Spectrum AUC Difference (SAUCD): Human-aligned 3D Shape Evaluation
This work addresses the inconsistency between automated 3D shape evaluation metrics and human perception, which is crucial for applications in computer graphics and vision, though it is incremental as it builds on spectral analysis methods.
The authors tackled the problem of evaluating 3D mesh shapes by proposing SAUCD, a metric that better aligns with human perception by considering both overall and local details, and demonstrated its superiority over existing metrics with a high correlation to human evaluations from over 800 subjects.

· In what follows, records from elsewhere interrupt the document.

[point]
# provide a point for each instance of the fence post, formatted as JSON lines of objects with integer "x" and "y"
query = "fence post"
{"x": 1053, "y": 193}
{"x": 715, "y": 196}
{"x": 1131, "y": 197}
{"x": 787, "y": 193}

Existing 3D mesh shape evaluation metrics mainly focus on the overall shape but are usually less sensitive to local details. This makes them inconsistent with human evaluation, as human perception cares about both overall and detailed shape. In this paper, we propose an analytic metric named Spectrum Area Under the Curve Difference (SAUCD) that demonstrates better consistency with human evaluation. To compare the difference between two shapes, we first transform the 3D mesh to the spectrum domain using the discrete Laplace-Beltrami operator and Fourier transform. Then, we calculate the Area Under the Curve (AUC) difference between the two spectrums, so that each frequency band that captures either the overall or detailed shape is equitably considered. Taking human sensitivity across frequency bands into account, we further extend our metric by learning suitable weights for each frequency band which better aligns with human perception. To measure the performance of SAUCD, we build a 3D mesh evaluation dataset called Shape Grading, along with manual annotations from more than 800 subjects. By measuring the correlation between our metric and human evaluation, we demonstrate that SAUCD is well aligned with human evaluation, and outperforms previous 3D mesh metrics.